5.10.11

O telefone do dr. Macedo

Por Baptista-Bastos

MIGUEL Macedo, ministro da Administração Interna, disse ao Correio da Manhã que, todos os dias, o seu telefone escorre sangue. A metáfora é perturbadora, mas revela o estado de espírito do governante em relação ao crescendo de violência que assola o País. Pena é que ele não experimente desenvolver as causas, sobretudo sociais, determinantes deste fenómeno. Portugal não é caso único. Parece que o mundo entrou nos domínios da loucura, nos quais o respeito pelo humano e a preservação dos velhos laços relacionais são espezinhados sem clemência.

Mas há uma pergunta que se impõe: o mundo alguma vez foi diferente? O conflito entre o poder e a moral não resulta de os homens, a priori, serem ou não bons ou maus. A reconhecermos a afirmação de Ortega, o homem é o homem e a sua circunstância; quer dizer: o homem é o homem, a sua formação, e o ambiente político, social, ético, cultural em que se desenvolveu - talvez possamos admitir que esse homem só se responsabiliza consigo e com a sua família.

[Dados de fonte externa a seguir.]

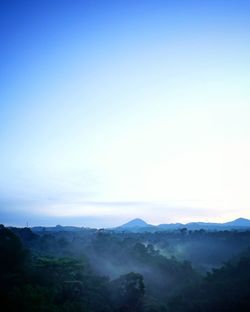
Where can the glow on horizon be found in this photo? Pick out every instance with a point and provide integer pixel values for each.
(125, 110)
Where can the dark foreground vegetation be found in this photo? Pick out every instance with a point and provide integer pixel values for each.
(104, 271)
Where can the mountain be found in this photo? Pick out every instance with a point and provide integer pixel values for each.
(238, 222)
(138, 223)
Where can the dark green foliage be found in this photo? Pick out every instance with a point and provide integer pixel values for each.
(102, 271)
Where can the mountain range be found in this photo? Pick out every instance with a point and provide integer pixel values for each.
(139, 225)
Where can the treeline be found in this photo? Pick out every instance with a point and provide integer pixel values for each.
(101, 271)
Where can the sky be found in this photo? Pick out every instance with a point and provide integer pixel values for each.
(112, 110)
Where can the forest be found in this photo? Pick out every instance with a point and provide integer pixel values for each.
(106, 271)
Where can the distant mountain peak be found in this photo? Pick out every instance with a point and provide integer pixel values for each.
(239, 222)
(135, 223)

No actual estado das coisas, Miguel Macedo pouco mais pode fazer do que servir-se de metáforas. Ou demitir-se, acaso a sua indignação não se coadune com o sistema. A contradição reside no facto de ele defender esse sistema, o qual expõe, cada vez mais, situações totalitárias, através de uma democracia de superfície.

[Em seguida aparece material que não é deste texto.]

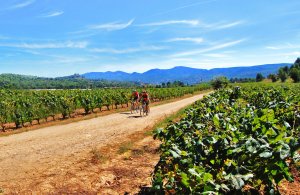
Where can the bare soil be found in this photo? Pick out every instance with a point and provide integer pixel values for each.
(105, 155)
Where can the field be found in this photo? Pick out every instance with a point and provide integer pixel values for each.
(237, 140)
(25, 107)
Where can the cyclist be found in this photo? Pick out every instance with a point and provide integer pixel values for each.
(145, 99)
(135, 97)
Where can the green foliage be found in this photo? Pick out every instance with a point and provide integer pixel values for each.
(282, 74)
(25, 106)
(295, 74)
(13, 81)
(230, 139)
(219, 82)
(273, 77)
(259, 77)
(242, 80)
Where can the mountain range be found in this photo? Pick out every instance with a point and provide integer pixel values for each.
(186, 74)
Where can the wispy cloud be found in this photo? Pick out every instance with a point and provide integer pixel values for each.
(22, 4)
(188, 39)
(171, 22)
(216, 55)
(184, 6)
(52, 14)
(283, 47)
(227, 25)
(127, 50)
(196, 23)
(68, 44)
(3, 37)
(111, 26)
(213, 48)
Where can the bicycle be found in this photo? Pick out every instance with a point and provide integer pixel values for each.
(144, 109)
(134, 107)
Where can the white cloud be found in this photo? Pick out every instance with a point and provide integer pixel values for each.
(189, 39)
(111, 26)
(227, 25)
(216, 55)
(196, 23)
(52, 14)
(213, 48)
(184, 6)
(21, 5)
(283, 47)
(127, 50)
(68, 44)
(171, 22)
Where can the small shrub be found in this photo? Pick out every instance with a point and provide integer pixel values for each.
(219, 82)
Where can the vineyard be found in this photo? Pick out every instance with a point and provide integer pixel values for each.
(236, 140)
(26, 106)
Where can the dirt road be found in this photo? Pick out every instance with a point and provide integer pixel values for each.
(29, 159)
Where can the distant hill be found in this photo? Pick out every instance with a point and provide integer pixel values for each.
(76, 81)
(186, 74)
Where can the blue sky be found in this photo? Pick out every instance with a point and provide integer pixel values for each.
(63, 37)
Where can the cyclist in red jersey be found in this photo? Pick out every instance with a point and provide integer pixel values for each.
(145, 99)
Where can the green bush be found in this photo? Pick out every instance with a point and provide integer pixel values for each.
(219, 82)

Uma sociedade de violência produz a violência na sociedade. É evidente que ninguém sabe para onde caminha a realidade, embora as pistas de que dispomos sejam suficientemente claras e permitam que tenhamos facilidade em as decifrar. Contudo, este arquétipo parece subtraído à discussão, e admitido como insubstituível. Há outras alternativas; e a liberdade e a violência são incompatíveis, conquanto nos queiram fazer acreditar o contrário. A humanidade e a solidariedade continuam a ser ideias reguladoras, independentemente das amolgadelas consentidas pelos partidos que as ignoram.

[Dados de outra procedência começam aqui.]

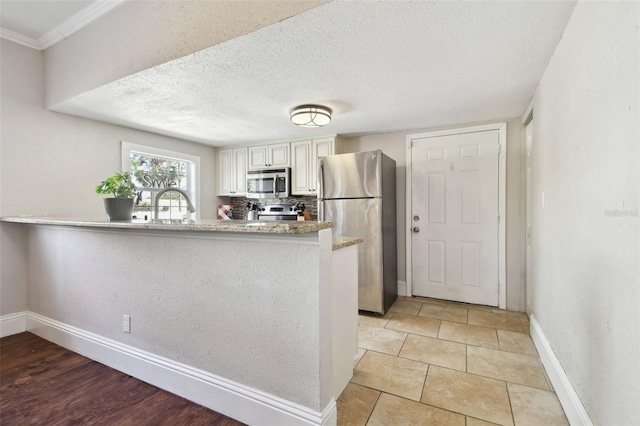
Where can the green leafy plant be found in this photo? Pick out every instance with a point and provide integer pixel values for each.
(120, 185)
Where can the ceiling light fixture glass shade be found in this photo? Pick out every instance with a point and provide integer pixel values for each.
(311, 115)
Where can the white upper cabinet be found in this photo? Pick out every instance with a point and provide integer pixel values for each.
(232, 172)
(269, 156)
(304, 163)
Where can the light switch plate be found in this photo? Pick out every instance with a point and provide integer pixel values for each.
(126, 323)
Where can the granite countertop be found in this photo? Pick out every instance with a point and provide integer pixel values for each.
(279, 227)
(342, 242)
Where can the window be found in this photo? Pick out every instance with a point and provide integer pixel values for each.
(154, 169)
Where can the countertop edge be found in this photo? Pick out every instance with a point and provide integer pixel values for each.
(255, 227)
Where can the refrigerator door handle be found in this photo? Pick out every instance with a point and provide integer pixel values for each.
(320, 190)
(320, 178)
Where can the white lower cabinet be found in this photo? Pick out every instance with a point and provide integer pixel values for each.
(232, 172)
(304, 163)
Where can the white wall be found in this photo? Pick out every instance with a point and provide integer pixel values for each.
(51, 162)
(141, 34)
(394, 145)
(223, 306)
(586, 290)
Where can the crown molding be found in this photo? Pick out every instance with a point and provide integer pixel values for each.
(69, 27)
(19, 38)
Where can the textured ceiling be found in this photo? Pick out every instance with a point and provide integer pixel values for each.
(35, 18)
(381, 66)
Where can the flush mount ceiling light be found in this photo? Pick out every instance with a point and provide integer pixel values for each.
(311, 115)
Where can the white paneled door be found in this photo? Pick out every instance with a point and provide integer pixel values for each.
(455, 217)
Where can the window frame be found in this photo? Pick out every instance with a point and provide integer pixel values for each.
(128, 147)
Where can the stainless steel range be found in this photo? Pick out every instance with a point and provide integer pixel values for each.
(277, 212)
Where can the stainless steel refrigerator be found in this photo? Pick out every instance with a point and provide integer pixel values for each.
(357, 192)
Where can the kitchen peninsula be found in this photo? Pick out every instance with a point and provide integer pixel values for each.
(256, 320)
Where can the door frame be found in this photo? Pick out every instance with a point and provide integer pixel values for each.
(502, 193)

A declaração de Miguel Macedo não representa, apenas, uma demonstração de impotência: é a verificação de um facto, que ele irá (ou não) gerir com as contrariedades inerentes às funções e à política em que acredita. O telefone do ministro escorre sangue todos os dias. A declaração não coexiste com a nossa tranquilidade. E confirma que a decomposição da sociedade portuguesa é acentuada. Será irreversível? Temos de nos habituar a viver neste ambiente, com o crime e a barbárie associados ao novo paradigma. Temos?